Enter Plane Stupid, a campaign group that employs direct action to fight airport expansion, and more specifically, the Heathrow 13 who chained themselves to the runway in July 2015, cancelling 22 flights and causing numerous delays. When they were arrested, a police officer told them: 'As a consequence of you being here, you are causing severe disruption and it will be in the millions of pounds.' Similarly, on Monday this week Judge Deborah Wright stated that the 'cost' of the disruption at the airport was 'absolutely astronomical'.
This raises an interesting point regarding cost and consequences that doesn't take into account the great looming elephant in the room that is climate change.

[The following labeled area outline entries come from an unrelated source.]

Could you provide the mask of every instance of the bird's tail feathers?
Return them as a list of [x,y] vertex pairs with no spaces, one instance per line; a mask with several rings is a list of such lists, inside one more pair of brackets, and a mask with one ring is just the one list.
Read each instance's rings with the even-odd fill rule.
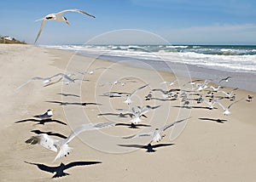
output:
[[43,20],[44,18],[42,18],[42,19],[38,19],[38,20],[36,20],[35,21],[41,21]]
[[64,144],[60,146],[60,151],[57,154],[56,157],[55,158],[54,162],[56,161],[58,158],[61,158],[61,156],[66,156],[69,155],[69,153],[73,151],[73,148],[69,147],[67,144]]

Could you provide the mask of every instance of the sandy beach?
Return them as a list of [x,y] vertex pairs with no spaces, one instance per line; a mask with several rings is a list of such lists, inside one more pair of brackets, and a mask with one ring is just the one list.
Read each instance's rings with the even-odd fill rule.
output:
[[[232,105],[231,114],[224,116],[218,105],[209,110],[205,103],[197,104],[191,100],[189,105],[184,107],[180,97],[166,101],[160,92],[154,92],[154,97],[157,99],[144,100],[154,88],[184,89],[181,86],[191,80],[189,77],[32,45],[0,45],[0,54],[1,181],[53,180],[53,173],[42,171],[25,161],[51,167],[59,166],[61,162],[102,162],[67,169],[65,172],[70,175],[54,179],[61,181],[254,180],[255,93],[235,90],[236,100],[241,100]],[[98,67],[108,69],[84,77],[78,74]],[[47,87],[44,87],[41,81],[32,81],[17,89],[33,77],[50,77],[60,72],[75,73],[73,77],[78,80],[67,85],[55,79]],[[160,84],[176,78],[178,82],[172,86]],[[116,80],[127,82],[124,86],[108,84]],[[68,136],[83,123],[130,123],[129,117],[117,115],[117,109],[129,109],[125,100],[109,98],[104,94],[110,91],[131,93],[145,84],[149,85],[136,94],[131,106],[160,105],[147,113],[147,118],[142,118],[142,124],[150,127],[115,126],[96,132],[84,132],[70,142],[69,145],[74,148],[70,155],[55,162],[53,162],[55,152],[39,145],[25,143],[36,135],[35,130]],[[223,88],[227,92],[231,89]],[[181,93],[179,91],[179,94]],[[207,91],[197,93],[204,97],[207,94]],[[216,95],[222,96],[221,93]],[[247,101],[247,95],[254,96],[254,100]],[[191,100],[197,97],[189,96]],[[229,105],[232,101],[224,99],[221,103]],[[38,124],[32,120],[32,116],[48,109],[55,109],[53,119],[57,122]],[[159,145],[155,152],[147,152],[142,148],[148,145],[150,137],[123,139],[188,117],[190,118],[165,131],[166,135],[159,144],[154,143]],[[217,119],[224,121],[220,122]]]

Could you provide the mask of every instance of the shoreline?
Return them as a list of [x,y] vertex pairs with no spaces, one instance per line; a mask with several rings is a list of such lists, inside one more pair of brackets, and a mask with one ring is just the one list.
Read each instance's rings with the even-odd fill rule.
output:
[[[218,105],[209,110],[204,104],[197,105],[191,101],[191,108],[183,108],[180,106],[180,99],[170,102],[144,100],[144,96],[152,88],[177,87],[160,84],[160,81],[174,79],[175,76],[171,73],[131,67],[108,60],[95,60],[67,51],[33,45],[0,45],[0,71],[3,72],[0,85],[0,99],[3,100],[0,105],[1,134],[4,137],[0,148],[0,173],[3,181],[52,181],[52,173],[45,173],[24,161],[50,167],[78,161],[102,162],[67,169],[67,173],[70,175],[61,177],[62,181],[170,181],[172,179],[173,181],[236,182],[254,179],[256,146],[252,144],[256,138],[256,122],[253,119],[256,117],[255,93],[236,90],[237,100],[243,100],[232,106],[230,115],[224,116]],[[68,85],[59,82],[44,87],[41,81],[33,81],[15,90],[32,77],[50,77],[66,71],[77,72],[97,67],[111,69],[95,71],[84,77],[80,76],[78,78],[83,81],[78,80]],[[101,86],[121,78],[132,78],[136,82],[128,82],[124,86]],[[190,80],[183,77],[178,78],[178,85]],[[129,108],[124,103],[124,99],[110,99],[102,94],[108,91],[131,93],[147,83],[150,83],[150,87],[136,94],[132,106],[161,105],[147,113],[148,118],[142,118],[142,123],[150,127],[132,129],[127,126],[119,126],[100,132],[84,132],[70,142],[69,145],[74,148],[70,155],[55,162],[55,152],[39,145],[25,143],[27,139],[36,135],[34,130],[68,136],[77,126],[88,122],[125,123],[131,120],[129,117],[119,117],[115,115],[117,109]],[[230,88],[224,89],[227,91]],[[63,94],[73,96],[64,96]],[[200,94],[207,95],[205,92]],[[244,97],[247,94],[254,96],[252,102],[245,100]],[[161,94],[156,93],[154,96],[160,98]],[[60,105],[55,101],[69,105]],[[82,102],[101,105],[83,105]],[[225,100],[222,103],[228,105],[230,101]],[[54,122],[44,124],[34,121],[24,122],[49,108],[55,110],[53,119],[67,125]],[[158,145],[155,152],[146,152],[143,148],[150,141],[147,137],[127,140],[122,138],[151,131],[177,119],[187,118],[188,116],[191,118],[185,126],[177,125],[166,130],[166,136],[160,143],[154,143]],[[224,122],[218,122],[214,119]],[[19,121],[20,122],[16,122]],[[181,132],[178,136],[177,132]],[[52,137],[60,139],[56,136]]]
[[[86,54],[80,53],[79,51],[67,50],[55,48],[49,48],[76,53],[79,55],[94,59],[97,57],[96,55],[88,55]],[[218,80],[224,77],[231,77],[232,79],[230,80],[230,82],[222,82],[222,86],[239,88],[240,89],[256,93],[256,84],[252,84],[253,82],[255,82],[254,77],[256,77],[256,72],[253,71],[230,71],[169,61],[166,61],[163,63],[157,62],[155,64],[154,63],[154,60],[145,60],[141,59],[132,60],[131,58],[124,58],[122,60],[119,60],[119,58],[115,57],[111,58],[111,56],[103,56],[103,58],[102,59],[103,60],[110,62],[119,62],[121,64],[125,64],[127,65],[137,68],[152,69],[158,71],[169,72],[175,74],[177,77],[189,77],[193,79],[210,79],[212,80],[212,82],[215,84],[218,84]],[[142,62],[143,64],[140,64],[140,62]]]

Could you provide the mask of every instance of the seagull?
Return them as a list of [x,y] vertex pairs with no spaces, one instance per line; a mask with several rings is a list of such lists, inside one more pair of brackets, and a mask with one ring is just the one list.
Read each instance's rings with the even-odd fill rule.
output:
[[203,102],[207,103],[208,105],[208,108],[209,110],[212,110],[213,109],[213,105],[215,104],[219,104],[218,100],[224,99],[223,97],[219,98],[218,100],[212,100],[211,101],[207,102],[205,100],[203,100]]
[[41,115],[35,115],[33,116],[33,117],[38,117],[38,118],[40,118],[40,119],[46,119],[46,118],[49,118],[52,117],[53,115],[53,111],[55,111],[55,109],[52,109],[52,110],[47,110],[46,112],[44,112],[44,114],[41,114]]
[[252,102],[253,101],[253,96],[252,96],[252,95],[249,95],[248,94],[248,97],[247,97],[248,99],[247,100],[248,102]]
[[50,82],[53,78],[59,77],[63,78],[64,82],[66,82],[66,83],[70,82],[74,82],[75,79],[73,79],[73,78],[70,77],[73,74],[67,75],[67,74],[64,74],[64,73],[61,72],[61,73],[57,73],[57,74],[55,74],[52,77],[32,77],[32,78],[29,79],[28,81],[26,81],[25,83],[23,83],[22,85],[18,87],[16,89],[20,89],[20,88],[24,87],[25,85],[26,85],[27,83],[29,83],[30,82],[34,81],[34,80],[42,80],[43,83],[44,85],[46,85],[48,83],[50,83]]
[[225,92],[225,91],[224,91],[224,90],[221,90],[220,92],[223,93],[223,94],[224,94],[227,96],[228,99],[230,99],[230,97],[231,97],[233,92],[234,92],[235,90],[237,90],[237,89],[238,89],[238,88],[234,88],[233,90],[231,90],[230,92]]
[[164,81],[164,82],[160,82],[160,84],[169,84],[170,86],[172,86],[172,85],[174,85],[174,83],[176,82],[177,82],[177,80],[174,80],[174,81],[171,81],[171,82]]
[[[241,99],[242,100],[242,99]],[[229,106],[227,106],[227,107],[224,107],[221,103],[219,103],[219,102],[218,102],[218,104],[222,107],[222,109],[224,111],[223,113],[224,113],[224,115],[225,115],[225,116],[227,116],[227,115],[230,115],[231,112],[230,111],[230,107],[234,105],[234,104],[236,104],[236,103],[237,103],[237,102],[239,102],[239,101],[241,101],[241,100],[236,100],[236,101],[235,101],[235,102],[232,102]]]
[[127,111],[127,114],[130,114],[131,116],[134,116],[134,118],[132,118],[130,122],[131,122],[131,128],[136,128],[136,124],[142,122],[141,117],[147,117],[145,114],[148,112],[150,110],[154,110],[159,108],[160,105],[151,107],[150,105],[145,105],[143,107],[132,107],[131,111],[125,110],[125,109],[118,109],[118,111]]
[[220,82],[224,82],[224,81],[225,81],[226,82],[229,82],[229,80],[231,78],[231,77],[225,77],[225,78],[223,78],[223,79],[221,79],[219,82],[218,82],[218,83],[220,83]]
[[40,36],[40,34],[43,31],[43,28],[44,28],[44,26],[47,20],[62,21],[62,22],[67,23],[67,25],[70,25],[69,22],[67,21],[67,18],[65,16],[63,16],[63,14],[65,14],[67,12],[77,12],[77,13],[84,14],[88,15],[90,17],[95,18],[94,15],[90,14],[88,14],[84,11],[82,11],[82,10],[77,9],[66,9],[66,10],[61,11],[61,12],[56,13],[56,14],[49,14],[44,16],[43,19],[39,19],[39,20],[36,20],[36,21],[42,20],[42,23],[41,23],[41,27],[40,27],[40,30],[38,31],[38,37],[35,40],[35,43],[38,41],[38,37],[39,37],[39,36]]
[[86,71],[79,72],[79,73],[80,73],[81,75],[85,75],[85,74],[92,75],[97,70],[107,70],[107,69],[110,69],[110,68],[108,68],[108,67],[98,67],[98,68],[96,68],[96,69],[93,69],[93,70],[90,70],[90,71]]
[[213,92],[218,92],[219,88],[222,88],[222,86],[218,85],[217,88],[211,86],[210,88],[213,90]]
[[151,136],[152,139],[150,140],[149,144],[148,145],[148,150],[152,151],[152,145],[151,143],[153,142],[160,142],[166,135],[162,134],[164,131],[170,128],[171,127],[174,126],[175,124],[178,122],[182,122],[187,119],[189,119],[190,117],[188,117],[186,119],[182,119],[174,122],[172,122],[170,124],[167,124],[160,128],[155,128],[154,131],[147,132],[147,133],[140,133],[135,135],[128,136],[128,137],[123,137],[123,139],[135,139],[138,137],[143,137],[143,136]]
[[61,162],[60,164],[60,166],[49,167],[49,166],[46,166],[44,164],[32,163],[32,162],[26,162],[26,161],[25,161],[24,162],[28,163],[28,164],[32,164],[32,165],[35,165],[39,169],[41,169],[42,171],[49,172],[49,173],[55,173],[55,174],[52,177],[53,179],[69,175],[69,173],[64,173],[64,170],[71,168],[75,167],[75,166],[85,166],[85,165],[102,163],[101,162],[70,162],[70,163],[66,164],[66,165]]
[[197,84],[195,85],[195,87],[193,88],[192,90],[201,91],[201,90],[203,90],[203,89],[206,89],[206,88],[208,87],[207,84],[208,84],[209,82],[211,82],[211,81],[212,81],[212,80],[205,80],[205,82],[204,82],[203,83],[197,83]]
[[178,88],[170,89],[170,90],[163,90],[162,88],[154,88],[152,91],[159,91],[162,93],[162,97],[164,99],[170,98],[173,92],[180,91]]
[[144,85],[144,86],[143,86],[143,87],[140,87],[140,88],[137,88],[136,90],[134,90],[134,91],[133,91],[131,94],[130,94],[122,95],[122,96],[125,99],[125,103],[127,104],[127,105],[130,105],[130,104],[132,102],[131,97],[132,97],[137,91],[139,91],[140,89],[144,88],[145,87],[147,87],[147,86],[148,86],[148,85],[149,85],[149,84],[146,84],[146,85]]
[[115,123],[112,122],[90,122],[80,125],[79,127],[75,128],[67,139],[62,140],[55,139],[52,137],[49,136],[47,134],[40,134],[36,136],[31,137],[29,139],[26,140],[26,143],[31,145],[39,144],[42,146],[55,152],[58,151],[58,147],[59,152],[54,160],[55,161],[63,156],[66,156],[69,154],[69,152],[72,151],[73,148],[68,146],[68,143],[80,133],[90,130],[102,129],[104,128],[113,126],[115,126]]

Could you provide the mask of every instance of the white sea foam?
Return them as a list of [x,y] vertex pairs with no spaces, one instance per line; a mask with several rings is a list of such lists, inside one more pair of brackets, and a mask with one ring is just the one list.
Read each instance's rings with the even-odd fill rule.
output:
[[109,60],[171,61],[229,71],[256,71],[255,47],[188,45],[59,45],[49,48],[103,55]]

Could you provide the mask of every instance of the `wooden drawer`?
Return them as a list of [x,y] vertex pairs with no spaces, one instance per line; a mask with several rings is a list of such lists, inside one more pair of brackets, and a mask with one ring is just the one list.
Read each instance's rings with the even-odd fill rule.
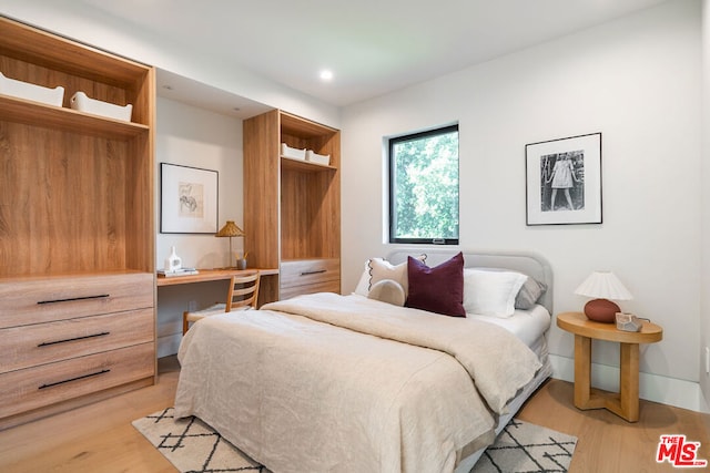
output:
[[339,291],[339,259],[298,259],[281,263],[282,299],[300,294]]
[[153,307],[150,273],[0,281],[0,328]]
[[153,309],[0,329],[0,373],[153,340]]
[[339,259],[297,259],[281,263],[282,289],[339,279]]
[[0,418],[7,418],[154,374],[153,343],[0,374]]

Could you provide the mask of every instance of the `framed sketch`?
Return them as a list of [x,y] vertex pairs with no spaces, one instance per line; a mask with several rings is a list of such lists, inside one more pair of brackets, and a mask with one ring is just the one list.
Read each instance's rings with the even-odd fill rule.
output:
[[217,233],[217,172],[160,164],[160,233]]
[[525,146],[527,225],[601,223],[601,133]]

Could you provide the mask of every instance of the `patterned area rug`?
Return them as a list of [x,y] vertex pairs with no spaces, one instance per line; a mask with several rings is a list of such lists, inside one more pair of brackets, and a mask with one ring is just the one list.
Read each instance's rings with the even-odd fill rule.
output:
[[[181,473],[270,471],[251,460],[197,418],[178,419],[173,409],[133,421]],[[577,439],[513,419],[471,473],[566,472]]]
[[471,473],[566,472],[577,438],[513,419]]

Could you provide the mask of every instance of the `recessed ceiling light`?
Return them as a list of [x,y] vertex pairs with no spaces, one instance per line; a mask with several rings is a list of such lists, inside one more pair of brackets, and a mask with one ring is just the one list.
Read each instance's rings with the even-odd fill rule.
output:
[[324,80],[324,81],[332,80],[333,79],[333,71],[324,69],[323,71],[321,71],[321,79]]

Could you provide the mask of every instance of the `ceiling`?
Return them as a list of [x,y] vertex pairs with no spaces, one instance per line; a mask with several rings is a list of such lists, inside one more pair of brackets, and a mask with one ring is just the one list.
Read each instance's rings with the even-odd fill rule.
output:
[[[80,1],[134,31],[345,106],[667,0]],[[326,68],[329,82],[318,76]]]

There are no easily calculable figures to show the cost to our planet from the additional 250,000 flights a year or the health costs and consequences related to the increased pollution that the new runway will bring. Nor did Judge Wright mention the fact the London exceeded its 2016 pollution limit by the 8th day of this year, making our commitments to emissions reductions laughable, if increased global droughts and floodings were something we could laugh about.
The consequences, then, need a different measure for the scenario relating to the impact of increased pollution levels on human and animal health, and the warming of our planet. I'd say the word 'astronomical' was more fitting regarding this impact, since 2016 is already expected to be the warmest year on record, following in 2015's stead. It's difficult not to divert the discussion to vested interests - and others have speculated that the might of the aviation industry may be a factor at play regarding the reversed decision on the airport expansion - but cost and consequences should definitely be a prominent focus, as the result of this third runway is that of climate change: death and suffering the world over, and the failure of our governing bodies to do anything to prevent it.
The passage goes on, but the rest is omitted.